Zurück auf die Tanzfläche! Das scheint das Motto der britischen Band We Have Band zu sein. Mit ihrem dritten Studioalbum "Movements" kehren sie zum Sound ihres Debüts von 2010 zurück: Es darf wieder zu elektronischen Klängen getanzt werden. Im Deutschlandfunk-Interview stellt das Trio sein neues Album vor.

Von Florian Fricke | 03.05.2014
    Der Schallplattenspieler eines Diskjockeys.
    Emotionsvoll und tortzdem luftig: "We Have Band" (picture-alliance/dpa- ZB / Andreas Lander)
    Florian Fricke: Als ihr damals die Band gegründet habt, hattet ihr da eine bestimmte Idee vom Sound, den ihr kreieren wolltet?

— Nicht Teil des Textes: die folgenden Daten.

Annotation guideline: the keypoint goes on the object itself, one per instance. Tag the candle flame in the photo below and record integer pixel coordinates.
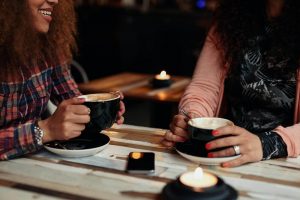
(198, 173)
(163, 73)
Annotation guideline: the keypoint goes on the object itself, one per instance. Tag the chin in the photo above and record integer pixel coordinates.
(43, 29)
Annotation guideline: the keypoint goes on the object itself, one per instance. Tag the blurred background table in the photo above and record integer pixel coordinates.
(159, 103)
(102, 176)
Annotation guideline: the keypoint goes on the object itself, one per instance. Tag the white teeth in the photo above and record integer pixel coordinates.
(44, 12)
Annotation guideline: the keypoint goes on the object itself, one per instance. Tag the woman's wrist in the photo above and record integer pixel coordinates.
(44, 127)
(273, 145)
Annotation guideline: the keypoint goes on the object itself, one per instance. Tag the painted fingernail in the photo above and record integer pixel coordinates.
(81, 99)
(225, 165)
(215, 132)
(208, 146)
(210, 155)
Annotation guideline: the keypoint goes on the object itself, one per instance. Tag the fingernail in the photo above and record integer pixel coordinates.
(225, 165)
(81, 99)
(208, 146)
(215, 132)
(210, 155)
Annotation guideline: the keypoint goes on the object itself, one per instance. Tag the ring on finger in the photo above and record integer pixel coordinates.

    Thomas Wegg-Prosser: Nein. Am ersten Abend, als wir Musik machten, ist WHB entstanden, We Have Band, der auch auf das Debütalbum gelangt ist. Dieser Song fühlte sich einfach richtig an. Wir spielen ihn immer noch. Das Debüt ist in ziemlich kurzer Zeit entstanden. Einen Masterplan gab es nicht. Wir wollten einfach spontan sein und Spaß an der Sache haben. Ich glaube, das wäre auch nicht der richtige Ansatz für eine neue Band. Man sollte sich nicht zu sehr den Kopf zerbrechen, wie man klingen will, weil an dem Punkt landet man früher oder später sowieso – außer man ist eine Rockband und steht auf die Stones oder die Kinks. Du willst wie sie klingen, und dann kann man das auch machen. Aber wir wollten einfach nur loslegen. Darren hat die ersten Sachen seinen Mitbewohnern vorgespielt, und die positiven Reaktionen von Leuten, die wir musikalisch respektieren, hatten durchaus Einfluss auf uns. Und heute sind wir einfach froh, immer noch dabei zu sein. Wir denken schon jetzt darüber nach, was wir als nächstes machen.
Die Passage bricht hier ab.